If you think the recent massive cyber-attacks on Github, Sony, Target and other large organizations were committed by lone hackers working from their bedrooms, it’s time to update your thinking.

Cybercrime is a big business. Exactly how big is anybody’s guess, but it’s now a huge underground economy, essentially a shadow version of our legal economy.

Organized criminals, foreign governments and online gangs are all involved. Online forums now exist that essentially provide marketplaces where the bad guys can easily buy and sell not only stolen data — including credit-card numbers and CVV codes, social security numbers, even mothers’ maiden names — but also related services.

Need someone to launder your money in Munich, translate your spyware into Korean, or sell stolen data for you in Bangalore? These kinds of criminal services, and many others, are just a click away on this ‘dark’ web of online criminal communities. Some sites even offer educational materials to help criminals learn new, if illegal skills.

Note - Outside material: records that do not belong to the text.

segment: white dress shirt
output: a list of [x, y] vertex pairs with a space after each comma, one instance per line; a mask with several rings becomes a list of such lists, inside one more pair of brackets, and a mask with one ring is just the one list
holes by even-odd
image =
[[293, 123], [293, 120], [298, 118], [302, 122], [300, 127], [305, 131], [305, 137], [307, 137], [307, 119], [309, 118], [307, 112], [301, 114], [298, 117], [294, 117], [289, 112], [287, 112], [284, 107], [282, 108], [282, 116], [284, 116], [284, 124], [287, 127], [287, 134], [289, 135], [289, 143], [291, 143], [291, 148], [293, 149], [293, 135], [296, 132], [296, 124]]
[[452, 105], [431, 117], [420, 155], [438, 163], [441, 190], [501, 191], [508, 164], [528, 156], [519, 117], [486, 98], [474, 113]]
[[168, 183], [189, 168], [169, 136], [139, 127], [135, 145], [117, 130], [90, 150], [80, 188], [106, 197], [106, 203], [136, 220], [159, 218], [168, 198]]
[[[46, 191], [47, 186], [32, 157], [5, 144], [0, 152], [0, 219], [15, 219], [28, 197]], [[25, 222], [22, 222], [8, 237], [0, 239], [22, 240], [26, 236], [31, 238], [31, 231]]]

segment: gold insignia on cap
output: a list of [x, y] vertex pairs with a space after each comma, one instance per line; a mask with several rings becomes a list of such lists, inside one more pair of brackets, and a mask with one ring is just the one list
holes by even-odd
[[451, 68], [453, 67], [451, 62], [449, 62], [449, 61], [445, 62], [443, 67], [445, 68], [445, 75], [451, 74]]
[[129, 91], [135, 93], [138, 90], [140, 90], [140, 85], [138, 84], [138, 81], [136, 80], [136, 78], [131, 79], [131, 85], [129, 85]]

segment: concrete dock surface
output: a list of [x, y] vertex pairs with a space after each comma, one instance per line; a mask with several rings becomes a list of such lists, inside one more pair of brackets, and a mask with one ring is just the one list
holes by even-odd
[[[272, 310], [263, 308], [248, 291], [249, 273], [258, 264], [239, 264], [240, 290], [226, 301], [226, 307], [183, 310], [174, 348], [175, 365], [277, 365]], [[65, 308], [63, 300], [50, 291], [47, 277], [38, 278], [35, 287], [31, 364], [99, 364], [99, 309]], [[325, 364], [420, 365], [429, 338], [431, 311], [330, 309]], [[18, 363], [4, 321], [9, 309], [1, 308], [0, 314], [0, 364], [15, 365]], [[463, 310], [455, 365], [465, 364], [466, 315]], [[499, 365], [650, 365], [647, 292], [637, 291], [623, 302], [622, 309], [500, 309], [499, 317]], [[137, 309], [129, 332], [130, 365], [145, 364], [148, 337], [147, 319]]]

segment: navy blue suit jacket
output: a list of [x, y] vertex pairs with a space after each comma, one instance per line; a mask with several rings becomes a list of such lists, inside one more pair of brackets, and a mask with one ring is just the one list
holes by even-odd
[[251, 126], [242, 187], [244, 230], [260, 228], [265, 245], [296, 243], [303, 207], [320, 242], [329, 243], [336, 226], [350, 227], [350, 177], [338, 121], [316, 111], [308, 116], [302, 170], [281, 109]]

“In the past, cybercrime was committed mainly by individuals or small groups,” states the cybercrime site of Interpol, the international criminal policing organization. “Today, we are seeing criminal organizations working with criminally minded technology professionals to commit cybercrime, often to fund other illegal activities. Highly complex, these cybercriminal networks bring together individuals from across the globe in real time to commit crimes on an unprecedented scale.”

Interpol has identified three broad areas of cyber-attack: hardware/software attacks, including bots and malware; financial crime, including online fraud and phishing; and abuse, which includes sexploitation and crimes against children. All are now in the hands of organized cybercrime.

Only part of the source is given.